Tous ces hommes avaient la barbe longue et leur aspect était si peu rassurant que Marianne s’inquiéta :

— Que vont-ils faire ? Pourquoi se rassemblent-ils ?

— Ce n’est pas difficile à deviner, répondit tristement Jolival. Rappelez-vous ce qui se passait à Odessa... Les cosaques vivent paisiblement dans leurs villages, s’occupant d’élevage ou de cultures, jusqu’au jour où l’appel de leur ataman court la steppe. Alors, ils rejettent la charrue, prennent les armes et s’en vont rejoindre certain point de ralliement. C’est ce que font ceux-là. Inutile de préciser quel est l’ennemi qu’ils vont combattre...
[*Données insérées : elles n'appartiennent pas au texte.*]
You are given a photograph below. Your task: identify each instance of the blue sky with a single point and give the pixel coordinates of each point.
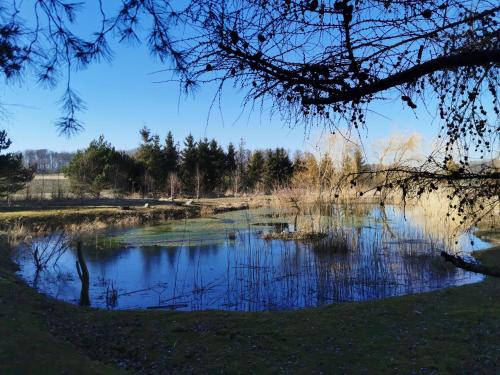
(124, 96)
La jeune femme frissonna. C’était la première fois, depuis le départ d’Odessa, qu’elle se trouvait en face d’un rappel du conflit qui se déroulait, très loin de là, aux marches de Lituanie et dont ils n’avaient eu aucune nouvelle jusqu’à présent. Assombrie par ce qu’elle venait de voir, elle eut envie de rentrer immédiatement dans la maison de poste, mais ses compagnons semblaient fascinés par le spectacle.

Les cosaques se rassemblèrent devant l’église au seuil de laquelle parut un pope revêtu de ses ornements. Les femmes, empaquetées plus que vêtues d’une sorte de chemise de laine serrée à la taille et portée sur une jupe qui dépassait, suivaient, pieds nus, la tête couverte de fichus rouges ou bleus. Les vieilles et les enfants venaient ensuite. Tous formèrent, devant l’église, une sorte de demi-cercle et parurent attendre quelque chose.
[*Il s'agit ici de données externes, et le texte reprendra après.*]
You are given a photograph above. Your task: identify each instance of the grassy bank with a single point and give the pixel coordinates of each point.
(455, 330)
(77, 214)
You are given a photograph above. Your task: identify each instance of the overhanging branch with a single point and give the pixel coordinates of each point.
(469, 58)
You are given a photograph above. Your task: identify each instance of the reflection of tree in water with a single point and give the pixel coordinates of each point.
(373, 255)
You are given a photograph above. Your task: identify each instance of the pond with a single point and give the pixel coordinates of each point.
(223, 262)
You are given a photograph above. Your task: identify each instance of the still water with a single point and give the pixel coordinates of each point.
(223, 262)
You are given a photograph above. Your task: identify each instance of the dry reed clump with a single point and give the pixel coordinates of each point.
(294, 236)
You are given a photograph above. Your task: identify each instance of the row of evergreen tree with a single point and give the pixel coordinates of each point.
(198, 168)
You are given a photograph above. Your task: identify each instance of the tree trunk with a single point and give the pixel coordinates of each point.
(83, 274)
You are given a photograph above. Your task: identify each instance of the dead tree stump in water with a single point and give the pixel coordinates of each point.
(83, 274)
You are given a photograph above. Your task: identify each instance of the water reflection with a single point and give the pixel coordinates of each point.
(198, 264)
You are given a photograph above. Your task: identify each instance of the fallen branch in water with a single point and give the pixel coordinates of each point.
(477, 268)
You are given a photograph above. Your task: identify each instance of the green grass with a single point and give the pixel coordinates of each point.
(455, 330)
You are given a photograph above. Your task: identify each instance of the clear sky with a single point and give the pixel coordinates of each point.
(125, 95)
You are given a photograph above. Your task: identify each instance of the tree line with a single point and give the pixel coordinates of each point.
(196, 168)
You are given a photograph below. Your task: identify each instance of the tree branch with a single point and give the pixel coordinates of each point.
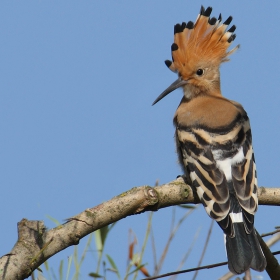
(36, 244)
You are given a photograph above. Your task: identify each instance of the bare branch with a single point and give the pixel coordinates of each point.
(36, 244)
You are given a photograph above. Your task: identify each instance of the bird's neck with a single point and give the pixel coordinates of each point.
(192, 91)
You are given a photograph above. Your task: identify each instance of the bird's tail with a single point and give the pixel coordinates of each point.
(244, 251)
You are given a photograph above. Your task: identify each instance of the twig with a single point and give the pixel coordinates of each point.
(196, 268)
(205, 247)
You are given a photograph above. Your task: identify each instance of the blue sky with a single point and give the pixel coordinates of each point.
(77, 81)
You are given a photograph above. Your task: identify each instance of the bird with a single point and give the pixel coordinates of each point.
(213, 136)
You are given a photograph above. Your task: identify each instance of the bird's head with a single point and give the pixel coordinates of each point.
(197, 52)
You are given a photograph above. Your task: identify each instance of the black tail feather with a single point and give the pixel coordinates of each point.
(258, 262)
(239, 250)
(244, 251)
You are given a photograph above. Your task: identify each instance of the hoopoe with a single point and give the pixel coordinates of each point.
(213, 137)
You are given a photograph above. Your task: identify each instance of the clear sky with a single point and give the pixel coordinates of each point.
(77, 81)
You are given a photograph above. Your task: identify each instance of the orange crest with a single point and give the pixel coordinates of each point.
(205, 40)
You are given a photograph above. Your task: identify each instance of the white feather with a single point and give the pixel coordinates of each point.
(225, 164)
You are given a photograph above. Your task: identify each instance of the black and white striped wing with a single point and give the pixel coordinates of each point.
(222, 169)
Alors, un dernier guerrier parut. Barbu, vêtu comme ses compagnons, il s’en distinguait pourtant par l’expression de fureur et de brutalité qui s’étalait sur son visage plat et aussi par un autre détail. Au lieu d’un cheval, c’était une femme hurlante et en chemise qu’il traînait par des longs cheveux noirs dénoués... Derrière eux marchait une femme âgée, aux cheveux gris, au visage impassible, portant sur ses bras un très grand sac de forte toile.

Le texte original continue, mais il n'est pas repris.